Шевалье воспользовался этим, чтобы проникнуть через приоткрывшиеся ворота во двор; он рассчитался с кучером, свистом подозвал Блека, тут же принявшегося исследовать местность, и обратился к человеку, чья голова в домашнем колпаке была причудливым образом освещена фантастическим пламенем огарка свечи, протянутого в форточку костлявой рукой для того, чтобы можно было увидеть черты раннего посетителя:
— Могу я видеть барона де ла Гравери?
— Как вы сказали? — переспросил этот человек, то ли привратник, то ли привратница.
Шевалье повторил свой вопрос.
— Ах, вот оно что! Но вы сошли с ума, любезный сударь! — последовал ответ. — Позвольте сначала поинтересоваться у вас, который час.
Шевалье наивно вытащил часы и напряг всю силу своих глаз, чтобы они могли хоть что-нибудь разобрать в таких сумерках.
— Шесть часов, любезный сударь… или любезная сударыня, — сказал шевалье. — Ваша свеча так плохо светит, что я не мог бы с полной уверенностью сказать, к какому полу вы принадлежите и с кем именно я имею честь разговаривать: с привратником или с привратницей моего брата.
— Как! Вы брат господина барона? — воскликнул тот, кому принадлежала голова, и эти слова сопровождал не менее удивленный жест. — Ну тогда входите же, входите в привратницкую, сударь, прошу вас, входите! Вы ведь, по правде говоря, дрожите на свежем воздухе, да и я носом чую, что подхвачу насморк.
— Скажите, не будет ли гораздо проще, если вы сразу же отведете меня к моему брату?
— К вашему брату? — вскричала странная личность, интонацией голоса и жестами продолжая выказывать все возрастающее удивление. — Но это невозможно, сударь, невозможно! Кучер встает только в семь часов; у камердинера господина барона свет не загорается раньше восьми; наконец, только часов в десять, может быть, сам он войдет к господину барону, и, прежде чем туалет вашего брата будет закончен, прежде чем наш хозяин будет выбрит, напудрен и одет, пройдет еще, по крайней мере, около часа! Вот так обстоят дела. Черт! Вам надо смириться с вашей участью и набраться терпения. Входите же, сударь, входите!
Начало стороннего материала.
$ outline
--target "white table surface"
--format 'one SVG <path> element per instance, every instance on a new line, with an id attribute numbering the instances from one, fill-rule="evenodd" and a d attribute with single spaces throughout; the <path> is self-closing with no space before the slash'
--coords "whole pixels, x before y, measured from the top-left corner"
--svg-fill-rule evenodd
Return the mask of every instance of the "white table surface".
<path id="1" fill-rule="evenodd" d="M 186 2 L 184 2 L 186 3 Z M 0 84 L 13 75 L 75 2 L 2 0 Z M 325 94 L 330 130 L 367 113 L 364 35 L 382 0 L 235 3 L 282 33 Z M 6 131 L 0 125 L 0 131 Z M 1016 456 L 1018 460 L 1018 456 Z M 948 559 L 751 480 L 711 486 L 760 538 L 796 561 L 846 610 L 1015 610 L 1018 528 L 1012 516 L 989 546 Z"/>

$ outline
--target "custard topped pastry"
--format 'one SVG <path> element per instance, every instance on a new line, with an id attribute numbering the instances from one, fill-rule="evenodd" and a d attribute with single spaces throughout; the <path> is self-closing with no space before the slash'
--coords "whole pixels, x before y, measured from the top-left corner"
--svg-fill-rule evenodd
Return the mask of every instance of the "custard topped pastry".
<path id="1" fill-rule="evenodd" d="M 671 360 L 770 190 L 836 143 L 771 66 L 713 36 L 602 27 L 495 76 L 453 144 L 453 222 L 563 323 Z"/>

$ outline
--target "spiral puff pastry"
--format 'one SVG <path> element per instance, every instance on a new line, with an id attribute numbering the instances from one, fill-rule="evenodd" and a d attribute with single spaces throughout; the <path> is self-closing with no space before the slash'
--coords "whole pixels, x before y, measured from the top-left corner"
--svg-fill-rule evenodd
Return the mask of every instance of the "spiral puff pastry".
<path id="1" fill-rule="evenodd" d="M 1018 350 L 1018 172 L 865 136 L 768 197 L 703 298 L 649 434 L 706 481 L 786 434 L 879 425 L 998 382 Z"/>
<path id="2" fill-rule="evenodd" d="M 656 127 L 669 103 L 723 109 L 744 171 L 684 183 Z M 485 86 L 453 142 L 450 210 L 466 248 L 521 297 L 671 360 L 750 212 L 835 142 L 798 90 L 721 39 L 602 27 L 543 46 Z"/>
При этих словах, которые говоривший посчитал заключительными и которые таковыми и были на самом деле, голова его исчезла из форточки и та закрылась.
Но почти в тот же миг распахнулась дверь, предложив шевалье гостеприимство привратницкой, откуда на него пахнуло теплым и тошнотворным воздухом.
— Однако, — настаивал шевалье, не отваживаясь переступить порог строения, — мне надо обсудить с моим братом весьма неотложные вопросы, имеющие огромную важность.
— Поступить так, как желает этого сударь, значило бы для меня подвергнуть себя риску потерять это место. Господин барон очень строг во всем, что касается этикета. Ослушаться его приказа! О! Об этом и речи быть не может!
— Хорошо, договорились, славная женщина, — ведь, несомненно, вы женщина, — всю ответственность я беру на себя… И, послушайте, вот вам для начала луидор, чтобы возместить все те неприятности, какие ваша снисходительность может вам причинить.
Привратница протянула руку, чтобы завладеть золотым, как вдруг со стороны двора послышался грохот опрокинутых досок, к которому примешивался безудержный, захлебывающийся лай и предсмертные крики птицы.
Привратница одним прыжком выскочила из своего помещения во двор, закричав:
— О Боже! Что случилось с кохинхинками господина барона?
Шевалье же, не видя Блека рядом с собой, вздрогнул, по наитию догадавшись, что случилось.
Действительно, не успела привратница сделать и трех шагов по двору, как спаниель вернулся к хозяину, держа в пасти огромного петуха, голова которого, повисшая и болтавшаяся вправо-влево, подобно маятнику на часах, красноречиво свидетельствовала о том, что он уже перешел в мир иной.
Это на самом деле был, как правильно сказала привратница, петух кохинхинской породы, тогда только-только входившей в моду.
Шевалье взял петуха за лапы, длинные, как ходули, и с восхищенным любопытством стал его рассматривать, в то время как Блек влюбленными глазами смотрел на свою жертву и, казалось, был бесконечно восхищен сотворенным им шедевром.
Но привратница, похоже, вовсе не была расположена разделить восхищение одного и удовлетворение другого; она принялась издавать душераздирающие крики, перемежая их с мольбами и заклинаниями на античный лад.
От этих криков осветились все окна, и в каждом из них появились головы в причудливых уборах: одни были в Мадрасе, другие в домашнем колпаке, а третьи с индейской повязкой на лбу; но, впрочем, все они были примечательны тем, что несли на себе печать старого порядка.
Это были слуги господина барона.
Каждый из них издавал звуки самой различной тональности, и все эти голоса одновременно осведомлялись о том, что могло стать причиной суматохи и потревожить стольких достойных людей во время их отдыха.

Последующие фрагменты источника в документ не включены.